Après une entrée très spectaculaire, une imposante présence scénique, le personnage s’étiole par une diction ennuyeuse et des déplacements incertains et répétitifs qui consistent à tourner autour d’un Jésus muet, joué comme un peu comme un benêt, pendant quarante-cinq minutes. L’imprécation, la péremption du texte et sans doute recherchée par l’acteur tombe à plat si bien qu’il faut être endurant pour subir une scène où est pourtant déclamé un des plus grand monologue de la littérature mondiale.
En clôture, d’un premier axe Jesus /Inquisiteur , que retiens-t-on ? Une immédiate volonté de trahir le texte par un fort aspect matérialiste qui enlève tout espèce de sacralité, L’Inquisiteur se dévêt, quitte son austère veste, le cardinal dans sa tenue est empoté, ridicule et erre sur scène observant ce qu'il se déroule sans la moindre influence. Jésus sourit béatement, sans défense, semblant désintéressé de ce monologue interminable sans souffle, avec diverses relances mais sonnant creux. On le comprend.
C’est une préparation au grotesque qui arrive dans la deuxième partie du spectacle. Grotesque illustré par les entrées clownesques d’acteurs-effigies interprétant Staline, Hitler, Thatcher et Trump. Moins remarquée, celle d’Heiner Müller est pourtant décisive puisqu’il va trop longuement occuper la deuxième partie du spectacle qui déjà pêchait par son rythme. Son long monologue accompagné par des images d’une interview nous plonge, après l’Espagne des Torquemada de l’Inquisiteur, dans le post-marxisme d’après-guerre en RDA. Après l’Inquisition, le capitalisme comme obstruant la liberté et proposant de régler tous nos problèmes dans un simulacre de justice divine. La pensée est fulgurante, les formules font mouches, il nous sauve avec ce monologue-conférence des autres idiots qui tournent en rond autour de lui et qui n’ont à offrir au spectateur que leur personnage, grotesque en soi, rappelant notre siècle, la décadence, l’horreur et la vacuité d’un pouvoir si laid et de plus en plus grand-guignolesque.

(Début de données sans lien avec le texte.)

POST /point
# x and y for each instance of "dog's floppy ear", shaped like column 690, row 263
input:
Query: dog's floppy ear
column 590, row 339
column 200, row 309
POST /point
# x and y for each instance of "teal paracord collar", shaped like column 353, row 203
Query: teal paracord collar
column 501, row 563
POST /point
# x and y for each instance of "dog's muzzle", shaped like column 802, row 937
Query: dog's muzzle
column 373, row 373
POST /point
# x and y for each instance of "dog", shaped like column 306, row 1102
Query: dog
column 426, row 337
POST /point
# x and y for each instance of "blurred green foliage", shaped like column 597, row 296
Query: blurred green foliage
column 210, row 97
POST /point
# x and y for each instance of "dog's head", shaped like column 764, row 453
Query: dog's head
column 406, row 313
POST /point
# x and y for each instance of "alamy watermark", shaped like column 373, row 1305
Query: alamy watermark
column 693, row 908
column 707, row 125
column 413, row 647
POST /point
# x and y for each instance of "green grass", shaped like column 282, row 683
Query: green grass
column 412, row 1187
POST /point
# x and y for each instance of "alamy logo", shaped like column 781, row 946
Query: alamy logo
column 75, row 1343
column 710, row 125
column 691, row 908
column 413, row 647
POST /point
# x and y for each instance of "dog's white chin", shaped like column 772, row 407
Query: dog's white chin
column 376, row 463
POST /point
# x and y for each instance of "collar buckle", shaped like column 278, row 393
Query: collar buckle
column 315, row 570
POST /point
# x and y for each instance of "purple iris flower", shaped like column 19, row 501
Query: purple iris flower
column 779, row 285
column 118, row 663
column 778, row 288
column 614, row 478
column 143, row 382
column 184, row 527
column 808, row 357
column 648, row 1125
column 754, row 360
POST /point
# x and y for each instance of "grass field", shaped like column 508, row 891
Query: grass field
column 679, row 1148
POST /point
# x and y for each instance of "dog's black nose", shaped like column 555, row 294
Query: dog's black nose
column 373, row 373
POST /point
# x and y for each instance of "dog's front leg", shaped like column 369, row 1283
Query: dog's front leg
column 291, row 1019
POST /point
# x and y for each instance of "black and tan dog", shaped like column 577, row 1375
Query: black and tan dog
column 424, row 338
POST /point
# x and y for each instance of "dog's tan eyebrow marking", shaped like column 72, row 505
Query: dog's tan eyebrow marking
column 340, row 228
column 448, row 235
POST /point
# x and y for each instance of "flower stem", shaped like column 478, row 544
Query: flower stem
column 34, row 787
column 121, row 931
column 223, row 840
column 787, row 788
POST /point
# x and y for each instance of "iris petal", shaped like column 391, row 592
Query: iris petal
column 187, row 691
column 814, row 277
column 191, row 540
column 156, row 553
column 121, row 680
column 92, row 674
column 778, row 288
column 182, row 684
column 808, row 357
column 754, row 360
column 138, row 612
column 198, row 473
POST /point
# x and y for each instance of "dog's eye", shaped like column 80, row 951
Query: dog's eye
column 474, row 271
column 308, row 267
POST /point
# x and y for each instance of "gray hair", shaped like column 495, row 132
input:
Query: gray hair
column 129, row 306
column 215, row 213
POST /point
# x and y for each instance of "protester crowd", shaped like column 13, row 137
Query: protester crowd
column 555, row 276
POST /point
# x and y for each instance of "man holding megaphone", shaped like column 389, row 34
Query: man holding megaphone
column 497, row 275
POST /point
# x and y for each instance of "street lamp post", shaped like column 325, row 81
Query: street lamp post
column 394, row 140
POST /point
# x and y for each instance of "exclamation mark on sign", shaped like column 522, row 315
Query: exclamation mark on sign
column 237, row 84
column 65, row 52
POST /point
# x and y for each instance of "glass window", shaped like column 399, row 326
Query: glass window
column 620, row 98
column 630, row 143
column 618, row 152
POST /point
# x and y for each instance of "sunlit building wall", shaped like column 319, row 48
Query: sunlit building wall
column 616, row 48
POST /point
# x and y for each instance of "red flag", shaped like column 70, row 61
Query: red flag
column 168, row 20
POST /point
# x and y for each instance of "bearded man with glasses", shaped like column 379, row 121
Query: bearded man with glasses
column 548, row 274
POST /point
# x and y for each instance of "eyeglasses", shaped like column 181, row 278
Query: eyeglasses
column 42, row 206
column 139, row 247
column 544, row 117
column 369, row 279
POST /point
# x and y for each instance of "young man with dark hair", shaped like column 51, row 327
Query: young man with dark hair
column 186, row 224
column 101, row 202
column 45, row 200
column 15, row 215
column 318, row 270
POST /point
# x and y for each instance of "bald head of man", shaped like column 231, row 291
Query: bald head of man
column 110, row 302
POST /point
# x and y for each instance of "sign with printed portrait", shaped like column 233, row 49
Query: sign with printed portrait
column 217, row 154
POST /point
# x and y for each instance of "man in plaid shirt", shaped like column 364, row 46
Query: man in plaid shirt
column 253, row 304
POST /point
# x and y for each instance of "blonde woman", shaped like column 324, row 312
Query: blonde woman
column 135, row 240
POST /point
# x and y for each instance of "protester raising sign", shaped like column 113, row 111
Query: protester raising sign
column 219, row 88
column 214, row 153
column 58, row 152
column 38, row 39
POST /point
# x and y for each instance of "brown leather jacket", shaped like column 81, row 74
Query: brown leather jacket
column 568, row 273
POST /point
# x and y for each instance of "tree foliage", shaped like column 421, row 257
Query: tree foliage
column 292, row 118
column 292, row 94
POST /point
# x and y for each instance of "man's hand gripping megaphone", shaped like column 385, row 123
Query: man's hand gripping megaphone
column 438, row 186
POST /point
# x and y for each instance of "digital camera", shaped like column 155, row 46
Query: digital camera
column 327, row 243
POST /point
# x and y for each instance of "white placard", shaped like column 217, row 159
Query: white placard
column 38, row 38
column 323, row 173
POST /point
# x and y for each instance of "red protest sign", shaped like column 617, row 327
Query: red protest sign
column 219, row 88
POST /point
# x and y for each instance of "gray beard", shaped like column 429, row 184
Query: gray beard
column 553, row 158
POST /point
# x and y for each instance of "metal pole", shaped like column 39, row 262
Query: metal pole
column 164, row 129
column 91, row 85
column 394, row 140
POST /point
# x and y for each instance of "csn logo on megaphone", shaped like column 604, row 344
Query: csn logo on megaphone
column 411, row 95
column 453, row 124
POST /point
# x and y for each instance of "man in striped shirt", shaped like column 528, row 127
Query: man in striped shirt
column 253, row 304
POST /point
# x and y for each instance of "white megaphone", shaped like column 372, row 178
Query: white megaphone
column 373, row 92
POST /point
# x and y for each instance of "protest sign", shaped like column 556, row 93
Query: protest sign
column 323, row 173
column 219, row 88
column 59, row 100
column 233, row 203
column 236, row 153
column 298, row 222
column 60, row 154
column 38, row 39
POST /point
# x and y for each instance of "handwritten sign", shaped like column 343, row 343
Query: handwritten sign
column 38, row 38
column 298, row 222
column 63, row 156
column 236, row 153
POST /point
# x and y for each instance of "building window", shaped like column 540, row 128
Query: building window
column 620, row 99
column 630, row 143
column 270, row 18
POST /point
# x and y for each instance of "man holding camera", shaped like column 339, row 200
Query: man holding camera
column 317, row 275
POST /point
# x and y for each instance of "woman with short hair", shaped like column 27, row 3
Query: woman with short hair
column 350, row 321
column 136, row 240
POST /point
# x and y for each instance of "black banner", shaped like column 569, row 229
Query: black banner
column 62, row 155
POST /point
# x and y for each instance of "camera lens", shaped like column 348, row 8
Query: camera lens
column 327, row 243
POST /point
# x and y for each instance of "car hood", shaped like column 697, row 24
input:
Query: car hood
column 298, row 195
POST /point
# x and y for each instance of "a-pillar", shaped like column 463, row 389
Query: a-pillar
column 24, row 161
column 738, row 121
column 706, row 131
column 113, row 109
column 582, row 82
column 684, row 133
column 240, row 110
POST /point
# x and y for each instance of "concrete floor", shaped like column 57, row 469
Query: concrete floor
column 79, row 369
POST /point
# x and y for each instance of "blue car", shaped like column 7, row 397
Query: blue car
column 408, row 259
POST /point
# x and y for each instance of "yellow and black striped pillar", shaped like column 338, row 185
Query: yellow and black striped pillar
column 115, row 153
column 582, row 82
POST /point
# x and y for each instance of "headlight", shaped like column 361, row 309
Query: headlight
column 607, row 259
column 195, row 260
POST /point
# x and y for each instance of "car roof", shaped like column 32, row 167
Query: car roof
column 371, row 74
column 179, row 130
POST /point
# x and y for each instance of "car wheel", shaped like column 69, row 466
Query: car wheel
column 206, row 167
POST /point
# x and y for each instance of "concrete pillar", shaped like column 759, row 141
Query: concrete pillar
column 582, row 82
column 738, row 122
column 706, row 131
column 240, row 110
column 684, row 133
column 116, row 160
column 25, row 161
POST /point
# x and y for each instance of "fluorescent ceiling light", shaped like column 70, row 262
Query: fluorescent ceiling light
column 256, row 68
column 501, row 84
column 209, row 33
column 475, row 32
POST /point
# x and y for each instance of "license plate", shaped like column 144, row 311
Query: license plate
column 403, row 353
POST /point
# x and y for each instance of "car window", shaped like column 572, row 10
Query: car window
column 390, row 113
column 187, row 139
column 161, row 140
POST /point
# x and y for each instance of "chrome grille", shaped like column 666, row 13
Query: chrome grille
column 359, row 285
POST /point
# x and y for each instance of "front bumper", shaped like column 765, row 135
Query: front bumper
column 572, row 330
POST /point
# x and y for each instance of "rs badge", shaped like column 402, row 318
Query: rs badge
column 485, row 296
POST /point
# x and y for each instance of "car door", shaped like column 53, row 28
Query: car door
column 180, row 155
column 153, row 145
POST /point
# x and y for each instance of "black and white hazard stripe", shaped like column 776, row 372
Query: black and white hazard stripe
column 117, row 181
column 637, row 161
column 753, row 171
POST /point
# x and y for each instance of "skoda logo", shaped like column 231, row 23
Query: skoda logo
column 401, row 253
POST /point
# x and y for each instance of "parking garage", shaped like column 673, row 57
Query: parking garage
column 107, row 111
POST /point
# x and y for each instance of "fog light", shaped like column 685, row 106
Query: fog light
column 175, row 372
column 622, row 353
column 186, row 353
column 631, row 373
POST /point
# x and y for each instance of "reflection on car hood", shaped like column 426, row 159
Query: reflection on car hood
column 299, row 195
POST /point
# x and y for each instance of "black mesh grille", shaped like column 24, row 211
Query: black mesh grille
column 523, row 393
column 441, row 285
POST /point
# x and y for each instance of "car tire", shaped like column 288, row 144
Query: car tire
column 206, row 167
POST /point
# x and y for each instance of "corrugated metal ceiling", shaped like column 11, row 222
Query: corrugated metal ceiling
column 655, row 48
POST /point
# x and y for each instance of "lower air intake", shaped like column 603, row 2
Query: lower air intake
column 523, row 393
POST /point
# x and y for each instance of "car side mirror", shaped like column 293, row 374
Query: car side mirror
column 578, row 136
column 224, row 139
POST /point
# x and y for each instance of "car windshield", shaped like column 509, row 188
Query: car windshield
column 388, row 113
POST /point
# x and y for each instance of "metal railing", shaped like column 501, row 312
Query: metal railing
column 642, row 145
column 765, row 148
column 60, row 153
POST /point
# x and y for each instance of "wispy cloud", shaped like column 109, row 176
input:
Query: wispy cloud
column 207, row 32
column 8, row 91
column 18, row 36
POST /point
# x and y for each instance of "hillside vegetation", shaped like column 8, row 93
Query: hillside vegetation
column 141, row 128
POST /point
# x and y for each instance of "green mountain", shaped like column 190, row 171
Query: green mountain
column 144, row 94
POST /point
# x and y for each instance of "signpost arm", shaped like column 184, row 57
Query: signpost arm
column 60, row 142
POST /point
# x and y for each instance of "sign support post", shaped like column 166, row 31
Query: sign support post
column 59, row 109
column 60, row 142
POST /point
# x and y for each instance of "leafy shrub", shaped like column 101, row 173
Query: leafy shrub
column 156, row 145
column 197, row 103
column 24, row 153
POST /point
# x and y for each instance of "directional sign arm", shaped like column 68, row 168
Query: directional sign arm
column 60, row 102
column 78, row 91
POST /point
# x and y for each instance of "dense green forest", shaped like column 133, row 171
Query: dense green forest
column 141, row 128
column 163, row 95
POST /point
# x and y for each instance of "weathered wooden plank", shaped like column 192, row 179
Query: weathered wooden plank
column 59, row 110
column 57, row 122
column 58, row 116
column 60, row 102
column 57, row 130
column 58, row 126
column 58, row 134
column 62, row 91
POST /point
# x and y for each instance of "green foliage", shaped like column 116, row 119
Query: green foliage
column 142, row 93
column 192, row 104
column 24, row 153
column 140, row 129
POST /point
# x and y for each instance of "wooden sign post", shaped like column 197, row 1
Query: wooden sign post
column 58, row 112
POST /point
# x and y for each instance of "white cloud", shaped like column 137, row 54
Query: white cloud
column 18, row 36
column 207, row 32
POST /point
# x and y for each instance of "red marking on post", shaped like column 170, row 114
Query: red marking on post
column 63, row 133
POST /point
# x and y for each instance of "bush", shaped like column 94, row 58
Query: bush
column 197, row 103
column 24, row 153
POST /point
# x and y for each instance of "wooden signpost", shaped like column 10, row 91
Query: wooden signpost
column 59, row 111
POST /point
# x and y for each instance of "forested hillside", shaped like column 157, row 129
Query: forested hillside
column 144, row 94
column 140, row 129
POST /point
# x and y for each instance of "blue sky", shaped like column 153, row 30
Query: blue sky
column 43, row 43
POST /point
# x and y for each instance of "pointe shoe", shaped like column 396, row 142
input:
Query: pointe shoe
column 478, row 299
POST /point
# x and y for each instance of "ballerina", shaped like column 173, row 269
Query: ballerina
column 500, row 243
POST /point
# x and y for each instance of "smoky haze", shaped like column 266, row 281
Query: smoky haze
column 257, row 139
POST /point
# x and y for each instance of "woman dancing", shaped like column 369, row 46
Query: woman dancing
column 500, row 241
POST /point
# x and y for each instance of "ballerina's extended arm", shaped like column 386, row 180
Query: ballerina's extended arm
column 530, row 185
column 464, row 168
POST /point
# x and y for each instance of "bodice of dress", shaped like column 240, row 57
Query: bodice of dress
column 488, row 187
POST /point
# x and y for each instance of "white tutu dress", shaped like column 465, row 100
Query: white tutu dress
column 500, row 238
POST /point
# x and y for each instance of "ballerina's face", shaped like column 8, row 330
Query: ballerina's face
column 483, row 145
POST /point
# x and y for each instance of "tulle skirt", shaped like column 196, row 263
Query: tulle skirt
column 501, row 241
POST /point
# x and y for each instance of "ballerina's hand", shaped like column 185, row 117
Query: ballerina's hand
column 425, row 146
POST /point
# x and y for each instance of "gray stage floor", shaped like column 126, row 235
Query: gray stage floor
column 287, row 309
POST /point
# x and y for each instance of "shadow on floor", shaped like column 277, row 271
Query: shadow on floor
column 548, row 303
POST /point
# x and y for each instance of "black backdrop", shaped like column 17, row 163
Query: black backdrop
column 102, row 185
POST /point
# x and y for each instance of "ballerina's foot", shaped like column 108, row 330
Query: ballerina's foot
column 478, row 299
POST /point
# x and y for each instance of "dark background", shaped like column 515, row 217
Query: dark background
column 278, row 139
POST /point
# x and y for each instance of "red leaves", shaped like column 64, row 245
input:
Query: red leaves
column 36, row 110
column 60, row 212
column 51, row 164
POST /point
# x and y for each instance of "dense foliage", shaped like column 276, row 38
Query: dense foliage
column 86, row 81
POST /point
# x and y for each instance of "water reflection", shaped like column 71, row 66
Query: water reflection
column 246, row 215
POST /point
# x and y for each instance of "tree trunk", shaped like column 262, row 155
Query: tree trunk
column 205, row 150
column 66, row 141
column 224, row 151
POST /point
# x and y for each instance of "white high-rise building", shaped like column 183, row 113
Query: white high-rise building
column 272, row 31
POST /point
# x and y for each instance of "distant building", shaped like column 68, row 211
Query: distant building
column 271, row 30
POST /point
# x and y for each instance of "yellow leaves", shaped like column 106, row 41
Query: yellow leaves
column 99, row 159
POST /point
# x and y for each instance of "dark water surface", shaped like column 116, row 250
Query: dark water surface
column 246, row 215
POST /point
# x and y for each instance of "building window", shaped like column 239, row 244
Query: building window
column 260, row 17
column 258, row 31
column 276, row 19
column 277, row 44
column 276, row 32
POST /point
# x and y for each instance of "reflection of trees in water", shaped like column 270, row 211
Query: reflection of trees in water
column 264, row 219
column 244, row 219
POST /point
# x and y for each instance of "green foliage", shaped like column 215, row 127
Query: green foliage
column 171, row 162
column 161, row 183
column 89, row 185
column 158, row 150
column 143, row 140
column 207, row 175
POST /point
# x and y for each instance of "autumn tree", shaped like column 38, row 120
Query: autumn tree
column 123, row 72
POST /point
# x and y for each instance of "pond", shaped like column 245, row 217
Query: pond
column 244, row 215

Ces chef d’Etats et dictateurs associés par le metteur en scène, hormis torturer et jeter dans une fosse Jésus ce qui est théâtralement bien vu mais aussi convenu, à l’image de l’Inquisiteur, tournent en rond (autour de Müller qui rallume l’étoile rouge) et n’ont pas un grand interêt scénique si ce n’est qu’on rit de la connotation avec les personnages historiques, souvenirs qu’il ont laissés dans l’Histoire et bien sûr de leur bêtise insondable. C’est ce qui est dommage car c’est un rire conformiste qui ne va pas au-delà des caricatures que sont ces personnages. Finalement, tout le monde tient bien son rôle, sans plus.
Très brouillon, des séquences très désunies, peu de propositions de déplacements scéniques, c’est l’ennui qui domine devant ce fatras ni tragique ni comique qui nous rend oublieux du texte de Dostoïevski loin aux oubliettes, disparu de la scène volontairement puis réapparaissant sporadiquement de manière satirique dans la bouche de Trump comme un effet inversé de la tirade du Dictateur de Chaplin.
Cette pulvérisation du texte ne nous restitue que des copeaux, des chutes, de spectacle. Trop nonchalant, il met à découvert le problème d’une adaptation d’un texte canonique et vertigineux dans une esthétique dramatique fragmentaire, faite de distorsions, de déraillements, d’accidents. Difficile à suivre, difficile rencontre entre un texte et un metteur en scène, difficile de rire ou de pleurer. Dommage, nous en avons tant besoin.Entres autres choses.